Not all methods can handle the generated strings as-is, and on lines 219 to 278 there are various adaptations for the methods. Here is a short summary:
Lines | Methods | What |
---|---|---|
ITER, ITER$PROC | Replace commas with space for the list of numbers. | |
TBLNUL$IL, INSERT, REALSLOW, SLOW$LIKE | Remove blanks between separators. | |
EXEC$A/B, UNION, INSERT | For a list of strings, enclose strings in quotes. | |
XMLATTR | Change strings into attribute-centred XML. | |
XMLELEM | Change strings into element-centred XML. | |
TBLNUM$IL | Skip, if string size > 7950. | |
UNION, INSERT, REALSLOW, SLOW$LIKE | Skip, if string size > 3000. | |
REALSLOW | Skip, if test run 3 or later. | |
FIX$SINGLE, FIX$MULTI, FIX$ITER | Construct a string with fixed-length elements. |
If you have a method that you want to test and that needs adaptations, you should be able to figure out how to change the code, if you use any of the adaptations above, or some simple variations of them. If you need some completely different sort of adaptations, you need some Perl knowledge.
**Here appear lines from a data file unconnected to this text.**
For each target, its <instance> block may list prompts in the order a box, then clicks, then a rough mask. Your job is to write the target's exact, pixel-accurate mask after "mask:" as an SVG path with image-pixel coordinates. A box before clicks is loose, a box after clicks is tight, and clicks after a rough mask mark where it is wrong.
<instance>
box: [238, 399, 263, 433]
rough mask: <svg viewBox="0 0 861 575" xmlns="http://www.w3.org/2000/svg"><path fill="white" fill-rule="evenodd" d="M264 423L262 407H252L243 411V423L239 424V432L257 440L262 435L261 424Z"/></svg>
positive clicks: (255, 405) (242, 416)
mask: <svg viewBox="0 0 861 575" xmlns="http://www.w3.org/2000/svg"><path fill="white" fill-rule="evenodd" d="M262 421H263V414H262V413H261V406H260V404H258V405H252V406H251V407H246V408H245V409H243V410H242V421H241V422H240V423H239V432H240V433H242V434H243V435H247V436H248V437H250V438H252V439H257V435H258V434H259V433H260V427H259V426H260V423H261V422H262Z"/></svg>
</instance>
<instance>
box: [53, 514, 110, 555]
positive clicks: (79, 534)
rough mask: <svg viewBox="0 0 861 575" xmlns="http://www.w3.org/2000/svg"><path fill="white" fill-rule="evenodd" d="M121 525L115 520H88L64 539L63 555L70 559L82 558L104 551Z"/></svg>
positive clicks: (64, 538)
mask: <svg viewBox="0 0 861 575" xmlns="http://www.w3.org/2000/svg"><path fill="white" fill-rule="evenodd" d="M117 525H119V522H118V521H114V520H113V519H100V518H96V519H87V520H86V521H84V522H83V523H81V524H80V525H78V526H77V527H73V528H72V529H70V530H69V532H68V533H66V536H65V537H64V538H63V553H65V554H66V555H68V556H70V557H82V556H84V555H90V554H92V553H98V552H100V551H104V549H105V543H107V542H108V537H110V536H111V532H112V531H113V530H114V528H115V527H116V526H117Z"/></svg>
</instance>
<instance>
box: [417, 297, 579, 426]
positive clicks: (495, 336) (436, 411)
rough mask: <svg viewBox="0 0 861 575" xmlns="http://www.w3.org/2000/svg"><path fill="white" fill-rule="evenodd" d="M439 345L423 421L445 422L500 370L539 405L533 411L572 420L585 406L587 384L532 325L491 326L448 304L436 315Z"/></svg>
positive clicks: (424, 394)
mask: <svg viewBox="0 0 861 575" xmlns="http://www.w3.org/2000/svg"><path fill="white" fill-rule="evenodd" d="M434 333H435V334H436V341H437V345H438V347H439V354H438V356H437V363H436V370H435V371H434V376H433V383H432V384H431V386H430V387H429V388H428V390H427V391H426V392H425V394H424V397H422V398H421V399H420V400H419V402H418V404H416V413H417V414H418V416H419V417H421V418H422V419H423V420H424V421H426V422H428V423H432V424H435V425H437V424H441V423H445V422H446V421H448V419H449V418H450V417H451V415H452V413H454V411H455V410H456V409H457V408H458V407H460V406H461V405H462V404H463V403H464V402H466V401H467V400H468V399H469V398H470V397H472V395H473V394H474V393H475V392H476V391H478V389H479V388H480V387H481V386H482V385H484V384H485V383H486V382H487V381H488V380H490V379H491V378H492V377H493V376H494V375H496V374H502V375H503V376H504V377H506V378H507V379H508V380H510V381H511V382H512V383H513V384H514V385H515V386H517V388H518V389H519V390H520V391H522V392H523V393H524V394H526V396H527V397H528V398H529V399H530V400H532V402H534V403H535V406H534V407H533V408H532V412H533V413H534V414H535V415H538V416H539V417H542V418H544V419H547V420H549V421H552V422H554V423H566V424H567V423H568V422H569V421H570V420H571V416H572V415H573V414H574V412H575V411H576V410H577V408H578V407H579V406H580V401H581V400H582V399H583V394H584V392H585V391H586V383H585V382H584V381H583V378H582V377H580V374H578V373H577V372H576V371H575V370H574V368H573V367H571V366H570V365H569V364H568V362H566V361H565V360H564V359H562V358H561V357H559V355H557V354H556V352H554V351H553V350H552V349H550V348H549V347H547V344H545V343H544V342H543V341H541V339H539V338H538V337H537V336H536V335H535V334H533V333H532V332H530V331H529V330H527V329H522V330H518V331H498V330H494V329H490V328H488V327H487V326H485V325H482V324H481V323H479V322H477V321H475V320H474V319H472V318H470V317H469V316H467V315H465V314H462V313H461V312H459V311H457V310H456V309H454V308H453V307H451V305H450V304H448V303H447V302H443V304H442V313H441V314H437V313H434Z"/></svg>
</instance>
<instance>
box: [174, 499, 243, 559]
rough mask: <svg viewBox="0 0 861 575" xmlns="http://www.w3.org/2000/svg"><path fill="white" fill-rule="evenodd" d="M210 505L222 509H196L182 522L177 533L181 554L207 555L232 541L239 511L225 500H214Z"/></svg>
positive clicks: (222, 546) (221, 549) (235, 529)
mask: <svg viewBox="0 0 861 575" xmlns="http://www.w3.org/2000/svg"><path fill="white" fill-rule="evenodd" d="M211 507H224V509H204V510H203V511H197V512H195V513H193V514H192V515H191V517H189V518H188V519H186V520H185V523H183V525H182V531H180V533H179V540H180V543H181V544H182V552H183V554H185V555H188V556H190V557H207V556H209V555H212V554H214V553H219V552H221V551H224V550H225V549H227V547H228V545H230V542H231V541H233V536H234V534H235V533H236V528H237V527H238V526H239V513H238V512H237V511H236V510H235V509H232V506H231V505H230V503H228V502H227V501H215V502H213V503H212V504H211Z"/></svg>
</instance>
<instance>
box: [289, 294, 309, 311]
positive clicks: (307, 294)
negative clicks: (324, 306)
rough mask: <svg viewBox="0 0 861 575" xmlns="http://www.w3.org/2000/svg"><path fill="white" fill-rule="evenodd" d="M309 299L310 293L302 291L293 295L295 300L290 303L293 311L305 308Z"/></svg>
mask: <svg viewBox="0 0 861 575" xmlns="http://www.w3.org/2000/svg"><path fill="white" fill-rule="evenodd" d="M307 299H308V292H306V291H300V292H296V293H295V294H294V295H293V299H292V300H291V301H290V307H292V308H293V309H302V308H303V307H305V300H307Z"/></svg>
This happens on lines 281-309. First the script determines how to invoke the stored procedure, through RPC or command-line batch. This is determined by the variables $test_rpc and test_cmdtext, which are initiliazed on lines 21 and 22 in the script. The script is shipped to test RPC only. If you test both, even runs will be with command text, and even ones will be with RPC.
The actual invocation is then either on line 296 or lines 299-306. On line 308 there is a call to verify_return (lines 337-362) which verifies that the test routine returned the expected data. The script does not stop if the verification fails, but it does print the number of differences and the first three differences. It also prints output if the test procedure returns an unexpected number of items.
The value of the verification should not be underestimated. The performance numbers are not relevant if your method does not produce the correct result.
On lines 316-324 there is a query that retrieves data from timings. The loop on lines 328-334 together with the report definition on lines 336-384 prints the output. Notice that the the report does not include the column calltype, so if you are testing both call types, you cannot tell which is which in the output. But you could copy the query from the script and run it in Query Analyzer.